Twitter PWA Picks Up Windows 10 Start Menu Integration

Posted on April 20, 2018 by Paul Thurrott in Dev, Social, Windows 10 with 8 Comments

Twitter PWA Picks Up Windows 10 Start Menu Integration

The Windows 10 version of the Twitter app now lets you pin users to the Start menu. This is a nice example of the scalability of Progressive Web Apps (PWAs), which can expose platform-specific features that don’t appear elsewhere.

As you may know, I’ve been pushing the Twitter PWA app for almost a year. But with Microsoft adding PWA support directly to Windows 10, things are really getting interesting. And that PWA version of Twitter has been available via the Microsoft Store in Windows 10 since last month.

The initial release was pretty basic, just a wrapper around the existing PWA. But this an update this week, the PWA version of Twitter has picked up its first platform-specific integration: You can now pin Twitter users to the Start menu.

To do so, navigate to any user’s profile page. Then, click the Settings (gear) button and choose “Pin user” from the menu.

As you can see, this menu item does not appear in the Twitter PWA on other platforms. For example, here is the same app in Chrome (on the same PC as above).

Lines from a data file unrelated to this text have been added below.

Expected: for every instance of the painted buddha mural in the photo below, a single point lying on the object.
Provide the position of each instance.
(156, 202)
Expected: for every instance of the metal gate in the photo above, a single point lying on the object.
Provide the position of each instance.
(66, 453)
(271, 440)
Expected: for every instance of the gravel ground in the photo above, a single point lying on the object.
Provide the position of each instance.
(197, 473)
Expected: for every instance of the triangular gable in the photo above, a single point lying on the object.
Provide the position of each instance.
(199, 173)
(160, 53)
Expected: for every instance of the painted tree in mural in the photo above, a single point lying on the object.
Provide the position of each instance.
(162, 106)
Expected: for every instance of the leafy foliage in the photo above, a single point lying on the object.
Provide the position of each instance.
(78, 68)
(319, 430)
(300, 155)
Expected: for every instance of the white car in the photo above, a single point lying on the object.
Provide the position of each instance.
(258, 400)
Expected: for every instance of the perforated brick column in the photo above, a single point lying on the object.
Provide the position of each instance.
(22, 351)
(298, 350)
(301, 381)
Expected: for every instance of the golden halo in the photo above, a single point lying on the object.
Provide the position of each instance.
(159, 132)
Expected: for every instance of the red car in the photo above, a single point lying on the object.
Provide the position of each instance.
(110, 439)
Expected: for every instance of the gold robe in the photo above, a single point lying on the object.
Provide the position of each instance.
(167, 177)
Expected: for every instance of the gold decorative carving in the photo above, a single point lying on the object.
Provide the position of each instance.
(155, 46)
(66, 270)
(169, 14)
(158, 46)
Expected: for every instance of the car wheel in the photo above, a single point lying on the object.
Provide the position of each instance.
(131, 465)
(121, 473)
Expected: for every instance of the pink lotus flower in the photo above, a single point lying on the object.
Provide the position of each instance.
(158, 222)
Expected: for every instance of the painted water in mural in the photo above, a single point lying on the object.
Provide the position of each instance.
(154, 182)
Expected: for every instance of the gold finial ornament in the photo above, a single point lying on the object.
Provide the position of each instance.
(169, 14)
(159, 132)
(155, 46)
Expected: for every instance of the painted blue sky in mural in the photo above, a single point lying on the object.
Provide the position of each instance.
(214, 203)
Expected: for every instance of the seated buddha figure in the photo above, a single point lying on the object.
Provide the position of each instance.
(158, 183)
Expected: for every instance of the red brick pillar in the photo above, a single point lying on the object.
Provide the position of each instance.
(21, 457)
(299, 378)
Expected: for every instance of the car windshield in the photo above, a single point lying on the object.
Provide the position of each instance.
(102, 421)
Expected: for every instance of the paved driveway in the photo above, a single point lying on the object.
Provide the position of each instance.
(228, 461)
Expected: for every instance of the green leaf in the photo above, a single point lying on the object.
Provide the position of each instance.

Pinned users appear as resizable live tiles in the Start menu. You can even choose the largest tile size if you want. Pretty cool.

 

Tagged with , ,

Join the discussion!

BECOME A THURROTT MEMBER:

Don't have a login but want to join the conversation? Become a Thurrott Premium or Basic User to participate

Register
Comments (8)

8 responses to “Twitter PWA Picks Up Windows 10 Start Menu Integration”

  1. Richicoder

    Technically the first native feature added was jump lists support. But this is pretty darn exciting too.

  2. DXtremeBob

    Cool. Added mine to a Start Menu folder.

  3. Aras

    Dark Mode needs to be added asap. This site as well. White is so over now.

    • karlinhigh

      In reply to Aras:

      I pre-emptively declare "dark" to be "over" as well.

      • NazmusLabs

        In reply to karlinhigh:

        You don't get it. White mode is difficult for me and a lot of people at night. Dark mode is a usability and accessibility features and NOT a gimic. Privacy why it took off in the software development environment first, as late night programmers noticed it's value.


        So, if you don't like it, then fine. White mode always appears to be the default on almost all apps that support dark mode option. Yet you feel triggered because someone else dares have a different taste than yours. Is your world view this narrow?


        P.S. Perhaps you were just upset because the OP declared white mode it be over. In that case, I'd like to remind you that empathy is essential to understand what others are thinking and why they react the way they do. Have you considered that the comment about white mode being over is more likely related to years of frustration of being stuck with a bright UI that is difficult for certain people and even though a fix may be easy, developers often refuse to acknowledge it's need or take too long to implement it?

        • karlinhigh

          In reply to NazmusLabs:

          Ah, communication failure.


          The post from Aras declared "white is so over now," no reasons given. I found nothing to empathize with; any attempt to do so would have instead been projection.


          Now, if users prefer dark interface themes for reasons other than fashion, by all means use such themes. Windows also has high-contrast modes for vision assistance.


          But if declaring a color theme to be "over" is coming from fashion trends only, consider that pre-Macintosh systems such as DOS and Unix probably WERE mostly dark-themed. Then Macintosh came along - here's the Steven Levy book "Insanely Great:"


          "Compared to the phosphorescent garbage heap of DOS... the world one entered into when flicking on a Macintosh was a clean, well-lit room... It welcomed your work."


          Dark was "over," white was the new and great thing. If this is just a fashion cycle that comes and goes, making it possible to be "in style" twice without ever changing - then much time and trouble could be saved by declaring ALL colors and themes to be "over" and "obsolete" and "dated" and "passe" and whatever other deprecations are available. Then, design user interfaces as timeless as possible while best serving those using them.

  4. dcdevito

    I don't get any sound on videos in this app, can anyone confirm if theirs is working?